Let me start by showing you how to select a subset of columns from a data frame. First, I will load the necessary libraries to work with Excel files. We'll need the readxl
library to read the file and tidyverse
for data manipulation, so make sure both are loaded with the following commands:
library(tidyverse)
library(readxl)
Next, we’ll read the Excel file, "data.xls", and work with its first sheet. To load the data, use:
x <- read_excel("data.xls", sheet = 1)
Once you run this, type x
and you should see the data frame. This is the same data frame we used in previous examples for filtering and other operations. It includes columns like "first", "last", "address", "city", "state", "zip", and "updated".
Now, let’s clear the screen and focus on selecting a few columns from this data. The function for selecting columns is select()
. For example, if we only want to select the "first" and "last" name columns, we can use the following command:
select(x, first, last)
This command will display only the "first" and "last" columns.
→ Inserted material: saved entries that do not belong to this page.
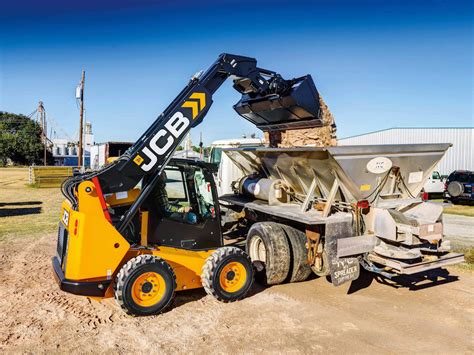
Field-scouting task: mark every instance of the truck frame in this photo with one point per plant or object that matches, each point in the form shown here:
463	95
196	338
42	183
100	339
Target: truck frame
295	211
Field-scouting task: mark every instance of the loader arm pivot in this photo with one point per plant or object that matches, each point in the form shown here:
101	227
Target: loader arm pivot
268	101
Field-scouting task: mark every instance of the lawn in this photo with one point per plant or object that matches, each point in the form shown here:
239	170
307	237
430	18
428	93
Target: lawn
25	210
462	210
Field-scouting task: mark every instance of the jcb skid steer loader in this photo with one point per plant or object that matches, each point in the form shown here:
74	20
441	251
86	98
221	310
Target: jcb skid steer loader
111	242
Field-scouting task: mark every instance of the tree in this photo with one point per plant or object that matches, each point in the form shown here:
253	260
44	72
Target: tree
20	140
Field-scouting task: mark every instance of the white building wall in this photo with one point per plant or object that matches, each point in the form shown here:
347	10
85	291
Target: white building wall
459	157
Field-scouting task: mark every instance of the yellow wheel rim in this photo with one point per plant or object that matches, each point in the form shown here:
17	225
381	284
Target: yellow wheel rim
233	277
148	289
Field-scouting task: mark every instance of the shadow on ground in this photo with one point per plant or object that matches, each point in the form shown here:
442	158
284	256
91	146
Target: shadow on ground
6	211
412	282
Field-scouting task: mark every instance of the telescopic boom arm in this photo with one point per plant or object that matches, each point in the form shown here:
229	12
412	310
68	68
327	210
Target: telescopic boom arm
268	100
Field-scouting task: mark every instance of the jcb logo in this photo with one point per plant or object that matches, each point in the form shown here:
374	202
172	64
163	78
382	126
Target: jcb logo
172	130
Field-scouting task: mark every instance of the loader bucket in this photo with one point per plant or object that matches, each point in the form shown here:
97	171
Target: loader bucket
360	169
297	107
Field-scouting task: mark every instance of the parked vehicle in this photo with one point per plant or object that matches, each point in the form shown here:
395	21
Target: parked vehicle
459	186
434	186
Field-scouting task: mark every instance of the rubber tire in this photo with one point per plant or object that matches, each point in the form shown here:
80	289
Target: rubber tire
211	273
455	189
325	270
278	254
299	268
128	274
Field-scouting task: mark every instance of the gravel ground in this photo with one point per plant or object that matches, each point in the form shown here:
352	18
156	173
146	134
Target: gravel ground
459	230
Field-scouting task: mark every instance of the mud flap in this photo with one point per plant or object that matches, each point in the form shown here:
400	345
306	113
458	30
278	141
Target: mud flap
342	270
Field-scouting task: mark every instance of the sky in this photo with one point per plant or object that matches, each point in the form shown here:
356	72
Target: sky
377	64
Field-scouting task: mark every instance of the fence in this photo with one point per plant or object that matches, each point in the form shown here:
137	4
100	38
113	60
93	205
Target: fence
49	176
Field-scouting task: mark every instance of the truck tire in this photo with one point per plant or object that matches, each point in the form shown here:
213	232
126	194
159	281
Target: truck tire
455	189
267	246
227	274
145	285
324	269
299	268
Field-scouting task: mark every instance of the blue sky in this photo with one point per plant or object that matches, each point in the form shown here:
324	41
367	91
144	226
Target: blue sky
378	64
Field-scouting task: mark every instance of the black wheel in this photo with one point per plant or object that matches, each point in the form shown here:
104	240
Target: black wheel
299	268
268	248
321	265
145	285
227	274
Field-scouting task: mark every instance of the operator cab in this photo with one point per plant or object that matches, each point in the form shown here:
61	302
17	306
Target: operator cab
189	185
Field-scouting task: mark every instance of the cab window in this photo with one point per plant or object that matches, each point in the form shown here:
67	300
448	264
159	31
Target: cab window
216	155
175	186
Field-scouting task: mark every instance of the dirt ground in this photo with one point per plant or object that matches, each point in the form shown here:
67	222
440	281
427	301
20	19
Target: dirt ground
310	317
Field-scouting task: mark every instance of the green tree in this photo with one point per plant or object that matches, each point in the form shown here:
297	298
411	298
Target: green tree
20	140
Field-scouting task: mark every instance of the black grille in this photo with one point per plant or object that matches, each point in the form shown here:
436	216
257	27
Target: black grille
62	243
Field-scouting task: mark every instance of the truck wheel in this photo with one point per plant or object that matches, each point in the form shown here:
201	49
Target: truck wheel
227	274
267	246
299	268
145	285
321	266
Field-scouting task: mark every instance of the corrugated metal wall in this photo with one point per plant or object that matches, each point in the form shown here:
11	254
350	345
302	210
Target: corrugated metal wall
459	157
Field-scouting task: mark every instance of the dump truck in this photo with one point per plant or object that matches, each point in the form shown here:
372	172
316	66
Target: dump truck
292	212
351	206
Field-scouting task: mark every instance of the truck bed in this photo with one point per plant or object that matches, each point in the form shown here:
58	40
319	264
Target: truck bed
288	211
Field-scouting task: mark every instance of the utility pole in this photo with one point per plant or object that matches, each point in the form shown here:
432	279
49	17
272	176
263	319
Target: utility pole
201	150
81	119
44	129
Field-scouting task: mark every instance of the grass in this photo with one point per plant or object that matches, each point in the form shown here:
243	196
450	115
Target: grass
26	211
30	212
460	210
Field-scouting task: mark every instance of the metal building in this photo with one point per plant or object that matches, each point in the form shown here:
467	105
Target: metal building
459	157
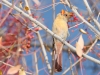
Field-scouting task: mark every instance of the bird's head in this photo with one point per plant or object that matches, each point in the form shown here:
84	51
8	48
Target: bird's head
65	15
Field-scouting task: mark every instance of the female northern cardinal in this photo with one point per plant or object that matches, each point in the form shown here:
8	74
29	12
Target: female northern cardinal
60	28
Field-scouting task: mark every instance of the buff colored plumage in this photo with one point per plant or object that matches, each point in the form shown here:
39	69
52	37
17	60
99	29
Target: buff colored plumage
60	28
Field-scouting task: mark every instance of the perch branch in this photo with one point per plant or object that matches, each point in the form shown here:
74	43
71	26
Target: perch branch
73	49
80	58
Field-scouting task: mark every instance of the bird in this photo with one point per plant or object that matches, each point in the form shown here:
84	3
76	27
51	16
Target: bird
60	28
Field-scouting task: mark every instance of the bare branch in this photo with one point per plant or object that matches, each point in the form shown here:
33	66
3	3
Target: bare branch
80	58
73	49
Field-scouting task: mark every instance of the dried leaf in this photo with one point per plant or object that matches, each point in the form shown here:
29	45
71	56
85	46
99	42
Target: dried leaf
81	41
83	31
78	50
14	69
22	72
26	8
37	2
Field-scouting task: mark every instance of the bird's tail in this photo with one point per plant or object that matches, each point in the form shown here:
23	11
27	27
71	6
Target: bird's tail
58	59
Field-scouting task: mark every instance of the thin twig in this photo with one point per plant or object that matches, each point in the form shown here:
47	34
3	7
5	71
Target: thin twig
53	51
36	63
13	66
73	49
44	53
91	14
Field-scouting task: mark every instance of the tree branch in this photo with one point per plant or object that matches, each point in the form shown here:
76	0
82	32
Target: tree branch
73	49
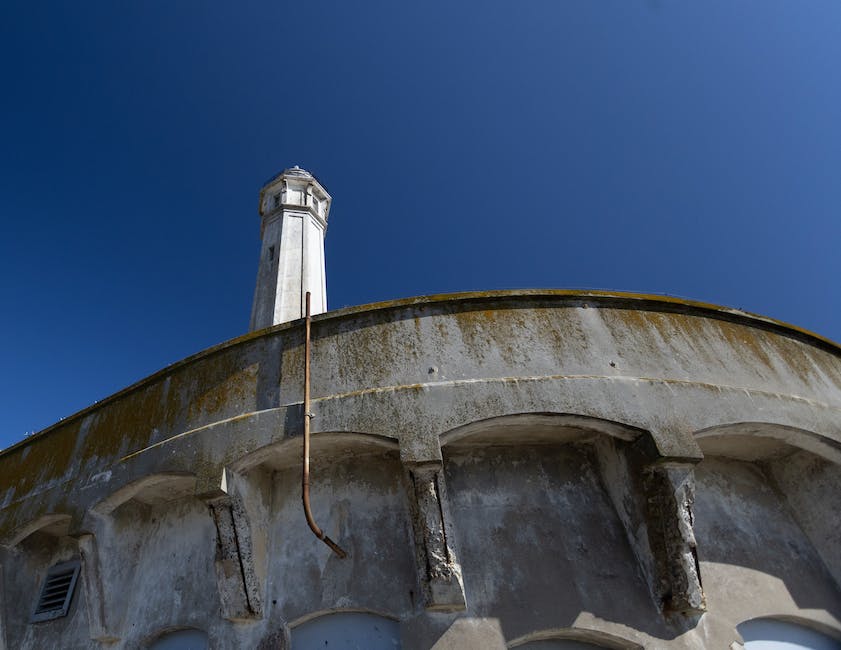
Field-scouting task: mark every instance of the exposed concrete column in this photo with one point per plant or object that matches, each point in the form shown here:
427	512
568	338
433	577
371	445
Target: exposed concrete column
91	575
237	573
653	495
236	578
294	207
439	571
3	645
670	496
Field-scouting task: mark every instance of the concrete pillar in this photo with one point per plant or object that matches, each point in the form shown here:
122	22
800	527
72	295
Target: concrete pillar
294	208
236	578
3	645
91	575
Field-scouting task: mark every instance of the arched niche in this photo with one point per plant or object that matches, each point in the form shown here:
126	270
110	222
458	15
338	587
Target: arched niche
183	639
347	631
765	519
537	428
800	468
572	639
786	634
153	490
55	525
358	498
324	447
533	509
765	441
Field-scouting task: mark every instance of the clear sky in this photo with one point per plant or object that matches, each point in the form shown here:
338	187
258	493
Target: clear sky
662	146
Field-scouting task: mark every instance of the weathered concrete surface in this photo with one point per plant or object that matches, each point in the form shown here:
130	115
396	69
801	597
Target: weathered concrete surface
533	402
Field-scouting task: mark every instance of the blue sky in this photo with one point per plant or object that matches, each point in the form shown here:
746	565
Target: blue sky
656	146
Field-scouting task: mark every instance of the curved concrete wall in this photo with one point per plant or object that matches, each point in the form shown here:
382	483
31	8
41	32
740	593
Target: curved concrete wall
514	467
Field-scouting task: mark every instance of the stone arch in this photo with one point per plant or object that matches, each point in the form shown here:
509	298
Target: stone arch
753	441
588	638
795	631
152	490
55	525
183	638
544	427
356	628
287	452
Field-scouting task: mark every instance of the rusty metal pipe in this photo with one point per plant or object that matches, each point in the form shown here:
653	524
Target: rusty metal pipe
305	479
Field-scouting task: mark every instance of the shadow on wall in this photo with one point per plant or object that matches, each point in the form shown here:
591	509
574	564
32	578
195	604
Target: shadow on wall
540	542
765	505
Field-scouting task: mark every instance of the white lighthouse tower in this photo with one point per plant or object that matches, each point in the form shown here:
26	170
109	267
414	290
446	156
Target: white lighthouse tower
294	208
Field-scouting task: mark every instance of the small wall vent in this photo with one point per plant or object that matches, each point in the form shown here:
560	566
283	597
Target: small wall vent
57	592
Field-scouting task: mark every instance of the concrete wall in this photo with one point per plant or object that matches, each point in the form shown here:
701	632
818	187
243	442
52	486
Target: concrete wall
504	469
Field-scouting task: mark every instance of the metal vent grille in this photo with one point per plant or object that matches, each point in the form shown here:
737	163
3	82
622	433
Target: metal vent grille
57	592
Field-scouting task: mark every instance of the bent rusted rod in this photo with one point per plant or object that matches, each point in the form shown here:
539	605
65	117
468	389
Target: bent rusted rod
305	480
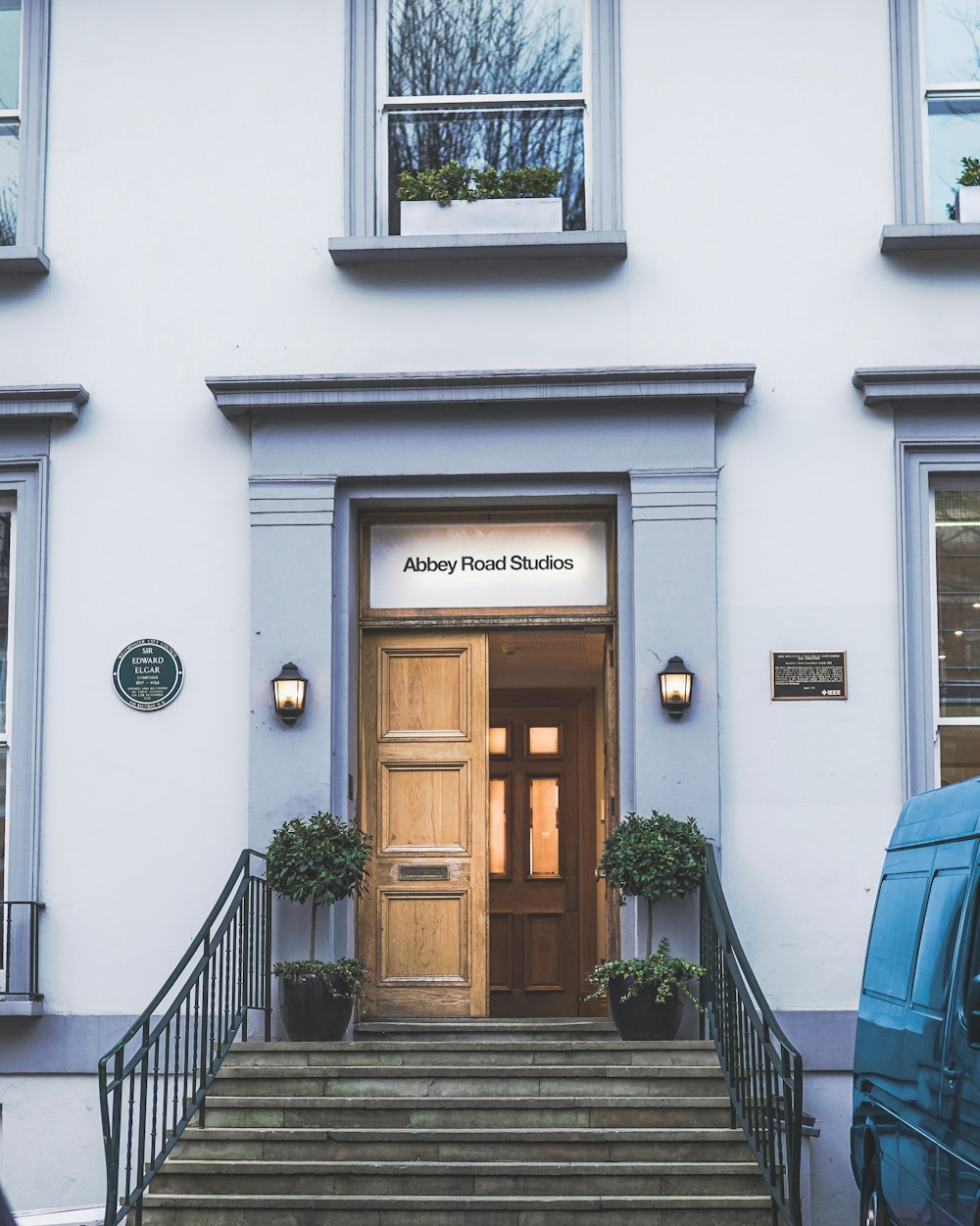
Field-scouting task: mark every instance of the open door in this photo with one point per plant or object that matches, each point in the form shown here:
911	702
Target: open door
423	789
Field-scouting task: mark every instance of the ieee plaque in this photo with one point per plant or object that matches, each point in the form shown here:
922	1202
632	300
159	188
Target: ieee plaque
147	674
808	674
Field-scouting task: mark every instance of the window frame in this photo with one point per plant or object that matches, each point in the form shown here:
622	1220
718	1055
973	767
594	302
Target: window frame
935	431
912	229
27	415
27	254
366	239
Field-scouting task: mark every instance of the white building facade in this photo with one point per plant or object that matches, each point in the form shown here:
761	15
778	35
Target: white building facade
744	374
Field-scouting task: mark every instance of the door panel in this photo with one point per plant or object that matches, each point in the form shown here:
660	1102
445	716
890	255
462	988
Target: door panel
423	790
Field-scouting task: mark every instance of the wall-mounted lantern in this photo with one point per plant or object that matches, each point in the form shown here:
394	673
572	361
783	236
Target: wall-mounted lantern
289	694
676	683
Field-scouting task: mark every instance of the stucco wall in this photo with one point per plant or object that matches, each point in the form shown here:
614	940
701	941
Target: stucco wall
195	172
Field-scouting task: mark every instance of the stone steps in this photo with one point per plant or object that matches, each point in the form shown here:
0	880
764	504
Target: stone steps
598	1111
234	1210
466	1080
452	1144
506	1052
457	1178
479	1122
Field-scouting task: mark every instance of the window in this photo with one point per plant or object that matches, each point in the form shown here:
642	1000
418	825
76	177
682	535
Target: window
24	55
6	537
484	83
936	74
488	83
939	467
956	543
951	73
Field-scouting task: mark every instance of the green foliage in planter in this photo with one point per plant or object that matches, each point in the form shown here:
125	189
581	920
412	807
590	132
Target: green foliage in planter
667	973
653	858
319	858
344	978
969	176
458	181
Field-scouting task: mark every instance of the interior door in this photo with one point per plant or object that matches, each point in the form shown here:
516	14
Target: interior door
535	816
423	789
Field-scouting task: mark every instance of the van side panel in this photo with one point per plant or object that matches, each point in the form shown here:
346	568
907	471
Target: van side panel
878	1094
924	1182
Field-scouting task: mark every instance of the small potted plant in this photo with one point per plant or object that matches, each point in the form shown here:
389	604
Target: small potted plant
320	859
966	208
647	993
650	858
455	199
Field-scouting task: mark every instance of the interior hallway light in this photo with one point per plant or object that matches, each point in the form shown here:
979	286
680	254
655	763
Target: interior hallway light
676	684
289	694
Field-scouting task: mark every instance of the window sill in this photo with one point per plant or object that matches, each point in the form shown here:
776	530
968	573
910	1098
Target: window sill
398	249
24	259
21	1007
935	237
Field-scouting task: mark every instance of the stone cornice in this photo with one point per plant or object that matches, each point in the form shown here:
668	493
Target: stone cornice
639	385
896	385
48	401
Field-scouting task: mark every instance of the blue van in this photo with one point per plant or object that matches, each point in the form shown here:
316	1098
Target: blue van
915	1138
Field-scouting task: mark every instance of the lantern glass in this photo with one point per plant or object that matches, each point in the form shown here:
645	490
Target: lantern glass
676	683
289	693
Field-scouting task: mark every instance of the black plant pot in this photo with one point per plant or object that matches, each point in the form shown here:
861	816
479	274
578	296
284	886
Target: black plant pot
642	1016
310	1011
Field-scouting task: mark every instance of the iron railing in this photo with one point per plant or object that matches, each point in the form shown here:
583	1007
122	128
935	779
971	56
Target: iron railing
155	1079
763	1070
19	952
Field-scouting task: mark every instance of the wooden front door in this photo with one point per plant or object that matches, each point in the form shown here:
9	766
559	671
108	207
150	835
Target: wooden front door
541	843
423	789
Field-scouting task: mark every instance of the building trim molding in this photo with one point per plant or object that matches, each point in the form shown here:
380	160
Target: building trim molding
886	385
726	385
49	401
419	249
673	494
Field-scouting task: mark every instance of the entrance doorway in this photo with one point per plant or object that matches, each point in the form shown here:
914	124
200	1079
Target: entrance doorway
542	903
483	769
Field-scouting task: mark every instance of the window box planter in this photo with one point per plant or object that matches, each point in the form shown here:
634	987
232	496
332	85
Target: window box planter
525	216
968	204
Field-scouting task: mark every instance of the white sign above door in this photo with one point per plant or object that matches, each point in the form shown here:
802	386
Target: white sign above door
477	565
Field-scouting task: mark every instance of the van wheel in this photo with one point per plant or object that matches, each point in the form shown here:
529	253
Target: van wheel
872	1206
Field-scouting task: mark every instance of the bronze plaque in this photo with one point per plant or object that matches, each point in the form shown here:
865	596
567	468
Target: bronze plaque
808	674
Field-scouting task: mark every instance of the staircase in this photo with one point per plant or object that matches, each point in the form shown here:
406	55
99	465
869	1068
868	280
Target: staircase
474	1122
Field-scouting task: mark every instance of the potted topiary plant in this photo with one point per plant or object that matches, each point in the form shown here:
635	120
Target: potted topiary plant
320	859
650	858
455	199
647	993
966	208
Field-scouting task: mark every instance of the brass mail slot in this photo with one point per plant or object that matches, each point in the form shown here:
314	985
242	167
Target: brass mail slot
423	872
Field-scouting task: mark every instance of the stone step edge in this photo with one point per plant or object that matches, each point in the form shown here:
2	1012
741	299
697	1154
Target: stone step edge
469	1044
467	1070
324	1103
413	1166
313	1201
473	1136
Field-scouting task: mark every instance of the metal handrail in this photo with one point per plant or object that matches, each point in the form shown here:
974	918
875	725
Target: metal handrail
761	1069
155	1079
20	922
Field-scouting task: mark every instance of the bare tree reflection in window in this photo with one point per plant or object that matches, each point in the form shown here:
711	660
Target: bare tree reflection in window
455	49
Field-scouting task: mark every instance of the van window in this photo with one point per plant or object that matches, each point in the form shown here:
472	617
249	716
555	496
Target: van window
892	943
939	938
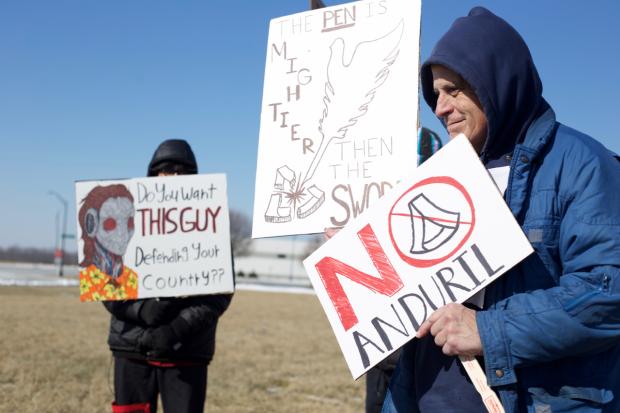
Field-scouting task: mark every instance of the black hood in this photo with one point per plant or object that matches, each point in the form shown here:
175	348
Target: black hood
173	151
493	58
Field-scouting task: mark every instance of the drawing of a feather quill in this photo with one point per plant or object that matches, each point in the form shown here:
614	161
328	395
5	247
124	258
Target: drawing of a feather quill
351	86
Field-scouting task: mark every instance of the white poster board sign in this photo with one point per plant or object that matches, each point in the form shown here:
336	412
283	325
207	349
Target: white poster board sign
431	241
339	114
153	237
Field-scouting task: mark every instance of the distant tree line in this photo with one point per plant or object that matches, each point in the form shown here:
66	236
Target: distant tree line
35	255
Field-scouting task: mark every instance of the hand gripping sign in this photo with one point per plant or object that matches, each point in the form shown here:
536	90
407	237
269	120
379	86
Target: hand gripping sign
432	240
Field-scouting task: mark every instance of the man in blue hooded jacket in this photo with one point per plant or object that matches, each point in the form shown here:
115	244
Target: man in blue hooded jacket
548	333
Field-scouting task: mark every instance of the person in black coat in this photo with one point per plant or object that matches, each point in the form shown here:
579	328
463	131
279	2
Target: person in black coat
163	346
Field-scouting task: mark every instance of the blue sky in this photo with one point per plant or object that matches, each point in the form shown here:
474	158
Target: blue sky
89	88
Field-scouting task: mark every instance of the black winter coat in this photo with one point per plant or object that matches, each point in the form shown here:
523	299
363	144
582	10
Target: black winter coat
197	314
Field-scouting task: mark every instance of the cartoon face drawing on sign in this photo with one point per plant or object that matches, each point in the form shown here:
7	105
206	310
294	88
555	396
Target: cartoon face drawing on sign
353	79
106	219
431	221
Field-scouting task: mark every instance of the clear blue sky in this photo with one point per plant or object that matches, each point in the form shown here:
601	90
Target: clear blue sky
89	88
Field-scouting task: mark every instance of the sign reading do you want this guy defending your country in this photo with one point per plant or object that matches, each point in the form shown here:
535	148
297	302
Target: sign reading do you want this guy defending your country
153	237
339	114
440	236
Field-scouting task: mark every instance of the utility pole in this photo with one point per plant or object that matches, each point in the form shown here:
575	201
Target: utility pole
316	4
61	253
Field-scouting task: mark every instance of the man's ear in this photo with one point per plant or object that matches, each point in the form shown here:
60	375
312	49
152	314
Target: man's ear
91	222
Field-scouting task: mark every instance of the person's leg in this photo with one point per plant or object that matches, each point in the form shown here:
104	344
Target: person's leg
183	389
135	385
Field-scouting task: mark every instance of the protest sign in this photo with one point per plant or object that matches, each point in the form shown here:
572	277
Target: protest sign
153	237
339	114
440	236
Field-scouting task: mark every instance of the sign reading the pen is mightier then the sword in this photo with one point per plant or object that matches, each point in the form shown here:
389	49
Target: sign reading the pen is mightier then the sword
339	114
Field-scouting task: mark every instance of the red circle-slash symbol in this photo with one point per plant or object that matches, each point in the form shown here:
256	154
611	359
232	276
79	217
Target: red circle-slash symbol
431	221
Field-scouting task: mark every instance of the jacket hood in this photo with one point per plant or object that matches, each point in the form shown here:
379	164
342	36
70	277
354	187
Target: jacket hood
176	151
493	58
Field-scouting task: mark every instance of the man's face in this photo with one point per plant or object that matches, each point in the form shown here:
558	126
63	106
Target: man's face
116	225
458	107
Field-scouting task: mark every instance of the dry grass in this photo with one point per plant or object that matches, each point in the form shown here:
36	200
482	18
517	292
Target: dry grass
275	353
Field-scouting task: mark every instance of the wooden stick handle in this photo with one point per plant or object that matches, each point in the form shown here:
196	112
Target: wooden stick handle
476	374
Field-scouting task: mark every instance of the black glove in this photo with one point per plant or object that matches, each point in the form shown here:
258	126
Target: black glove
163	340
155	312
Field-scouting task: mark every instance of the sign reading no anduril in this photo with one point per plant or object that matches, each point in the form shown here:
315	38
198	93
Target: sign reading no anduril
431	241
153	237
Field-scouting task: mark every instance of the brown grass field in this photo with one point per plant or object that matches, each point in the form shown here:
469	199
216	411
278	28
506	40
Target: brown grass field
275	353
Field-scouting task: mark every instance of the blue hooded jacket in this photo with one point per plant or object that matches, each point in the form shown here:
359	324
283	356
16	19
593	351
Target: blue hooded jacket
550	328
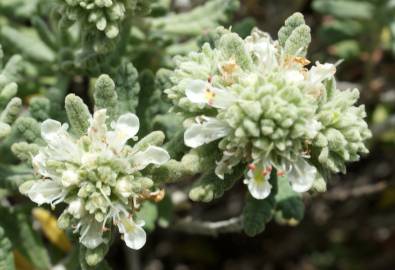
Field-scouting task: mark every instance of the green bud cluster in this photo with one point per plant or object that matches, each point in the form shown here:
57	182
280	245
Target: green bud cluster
260	98
92	169
10	106
105	16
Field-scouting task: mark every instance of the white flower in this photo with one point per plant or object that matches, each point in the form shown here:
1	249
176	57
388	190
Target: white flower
95	174
312	128
125	128
69	178
124	187
264	48
202	133
152	155
76	208
91	233
201	92
43	191
258	181
321	72
60	144
133	233
302	175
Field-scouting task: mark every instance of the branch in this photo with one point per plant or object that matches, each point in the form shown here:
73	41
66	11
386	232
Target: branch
341	194
190	226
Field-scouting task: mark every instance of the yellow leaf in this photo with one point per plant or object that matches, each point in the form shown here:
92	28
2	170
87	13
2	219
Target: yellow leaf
51	230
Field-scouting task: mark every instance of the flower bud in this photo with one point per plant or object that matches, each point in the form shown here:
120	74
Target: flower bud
76	208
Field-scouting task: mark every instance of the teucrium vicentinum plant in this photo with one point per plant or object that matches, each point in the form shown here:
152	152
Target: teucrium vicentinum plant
92	138
262	105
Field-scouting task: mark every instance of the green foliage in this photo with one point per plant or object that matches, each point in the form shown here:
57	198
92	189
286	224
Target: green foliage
358	26
288	203
78	114
127	87
6	256
149	214
26	240
256	214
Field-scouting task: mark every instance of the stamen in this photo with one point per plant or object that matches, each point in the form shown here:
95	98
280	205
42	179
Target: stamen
251	166
209	96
It’s similar to creating a new spreadsheet that contains just these two columns, but with one key difference: if you run the select()
command like this, the original data frame x
remains unchanged. The selection only appears in the output.
If you want to save this subset into a new data frame, you can do so like this:
y <- select(x, first, last)
Now, y
contains only the "first" and "last" columns, and x
remains the same as it was initially.
Another way to select columns is by excluding specific ones using the minus sign. For instance, if you want to select all columns except "first" and "last", you can use:
select(x, -first, -last)
This will return the remaining columns, such as "address", "city", "state", "zip", and "updated".
Let’s dive into some more advanced selection techniques. If you have multiple columns with similar names, like "English1", "English2", "Math1", "Math2", etc., you can select them based on their name patterns.
For example, to select all columns starting with "English", use the starts_with()
function:
select(x, starts_with("English"))
Similarly, you can select columns that end with a specific suffix, such as "ST", by using the ends_with()
function:
select(x, ends_with("ST"))
In our case, the columns "first" and "last" both end with "ST", so running ends_with("ST")
will select them.
You can also use regular expressions for more complex patterns with the matches()
function. For example, to select all columns containing the letter "S", you would use:
select(x, matches("S"))
This will select columns like "first", "last", and "address", which contain the letter "S" in their names.
Now, let’s move on to sorting data. In Excel or any other spreadsheet program, you can sort data based on a specific column, and you can do the same in R with ease.
To sort the data frame x
by the "zip" column, use the arrange()
function like this:
arrange(x, zip)
This will sort the rows in ascending order of the zip codes, with the smallest zip codes appearing at the top. Since our data frame has over 500 rows, you’ll only see the first 10 rows by default. To view the entire data frame, you can run:
as.data.frame(x)
This will print all 450+ rows, now sorted by the zip code.
You can also sort by other columns, such as "first" or "last" names. For example, to sort by "first" name:
arrange(x, first)
This will display names in alphabetical order, starting with "Abigail" and "Adam".
To sort by "last" name:
arrange(x, last)
This will show the names sorted by "last", such as "Abraham", "Alan", and so on.
If you need to sort in descending order, use the desc()
function. For instance, to sort by "last" name in reverse order, you would write:
arrange(x, desc(last))
This will show the names in reverse alphabetical order, starting with those that begin with "Y", followed by "Wilson", and so on.